Putting on the Board
I can't handle the G's (joke about acceleration)
Please Log In for full access to the web site.
Note that this link will take you to an external site (https://shimmer.mit.edu) to authenticate, and then you will be redirected back to this page.
The Setup
OK, you're an expert at this now. You need to make a new Zynq project. Go to Vivado, create a new project. Add in the base xdc file, pick the PYNQ Z2 board. Comment out all the xdc file. We actually don't need anything today other than DRAM, but we'll just put the XDC in, in case you want to expand on this later. So comment out the whole XDC.
Make a new block diagram and put in your processor. For this lab, wcan actually use it pretty much as is, except we want to enable one High Speed AXI Slave Port which will be used to Interface with the DMA which we'll add next.

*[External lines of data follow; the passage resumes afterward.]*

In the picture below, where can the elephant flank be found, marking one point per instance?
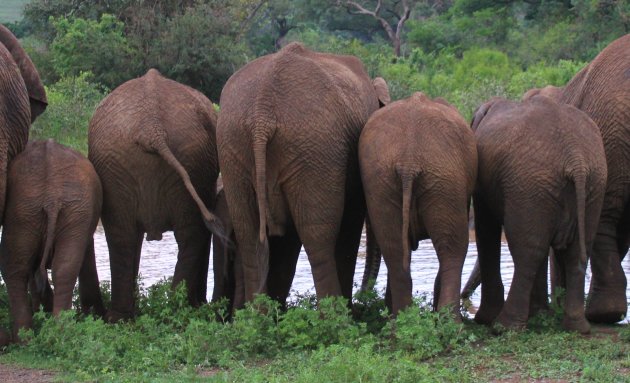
(372, 257)
(52, 212)
(407, 179)
(579, 181)
(211, 221)
(262, 247)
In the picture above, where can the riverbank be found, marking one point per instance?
(170, 341)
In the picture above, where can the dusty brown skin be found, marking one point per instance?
(22, 99)
(602, 90)
(418, 165)
(53, 205)
(542, 176)
(152, 144)
(287, 136)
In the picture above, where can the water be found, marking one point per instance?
(159, 257)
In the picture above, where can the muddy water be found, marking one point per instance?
(159, 257)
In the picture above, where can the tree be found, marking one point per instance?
(398, 10)
(99, 47)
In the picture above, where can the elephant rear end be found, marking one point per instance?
(53, 206)
(542, 173)
(418, 166)
(287, 138)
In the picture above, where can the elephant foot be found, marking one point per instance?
(606, 307)
(113, 316)
(5, 338)
(580, 325)
(487, 315)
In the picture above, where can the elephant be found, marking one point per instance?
(287, 139)
(23, 100)
(152, 143)
(602, 91)
(418, 161)
(224, 256)
(54, 200)
(542, 176)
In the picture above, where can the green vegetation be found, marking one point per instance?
(463, 50)
(171, 341)
(11, 10)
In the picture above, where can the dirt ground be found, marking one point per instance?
(14, 374)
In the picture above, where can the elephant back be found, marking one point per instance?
(36, 91)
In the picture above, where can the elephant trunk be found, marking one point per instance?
(372, 257)
(407, 179)
(262, 247)
(474, 280)
(41, 277)
(579, 180)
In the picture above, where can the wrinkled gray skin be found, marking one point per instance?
(53, 206)
(418, 162)
(542, 176)
(152, 142)
(602, 90)
(287, 136)
(23, 99)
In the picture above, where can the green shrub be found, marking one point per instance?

Next let's add a piece of IP called the AXI Direct Memory Access thing. (there's several "DMA" type IP's so make sure to add the correct one.) Once added, we need to configure it ever so slightly. Double click and in the settings window that comes up:
- Disable Scatter Gather (that's not enabled on this board)
- Set the width of the buffer length register to something like 23.

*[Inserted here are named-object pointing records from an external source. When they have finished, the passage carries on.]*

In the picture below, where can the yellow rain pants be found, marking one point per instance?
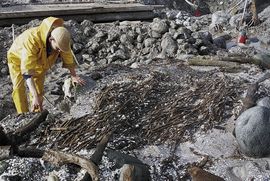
(28, 56)
(19, 88)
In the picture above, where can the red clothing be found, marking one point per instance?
(242, 39)
(197, 13)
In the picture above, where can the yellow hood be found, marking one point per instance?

Otherwise leave everything as is...the settings should collectively look like the following:
Rename the DMA IP to dma
rather than the automated name it creates. This will line up with the Python script later.
When done, don't do any automated wiring yet. Let's add in our third piece, the AXIS IP first. That way we don't need to tear up and redo.
The AXIS IP
Like last week, we're going to make a new piece of AXI IP.
- Go up to
Tools > Create and Package New IP
- Click
Next
- Select
Create AXI4 Peripheral
- You can call it whatever you want, but I chose
math_doer
since we'll be doing some math (two different things). - In the next window that comes up it will show you a default module that has a single AXI4-LITE Slave Interface. And now we change from what we did last week...This is NOT what we want. We want two AXI ports...a Slave AXI Streaming and a Master AXI Streaming. Add/modify them until you have both of them. It should look like the figure below:
I'd just recommend adding your IP to your local IP repo when it prompts you, but you do you. When ready, go in and edit it.
Our Design
From the previous pages of work we should have a few functioning (hopefully) pieces of AXI streaming IP (the 3*x+100
one provided and then the FIR15
module you should have hopefully written). Both of these take in values on one side and poop them out the other side so they'll fit in perfectly with the AXIS IP we're making. If you open the default top file of the IP, there are going to be two generic skeletons controlling each port. What you're really supposed to do is write your own stuff to interact with these two modules who then handle all the AXI rules for you, but to be honest, AXI Streaming is so simple, and we're making systems that are relatively simple, that we can just handle that ourselves.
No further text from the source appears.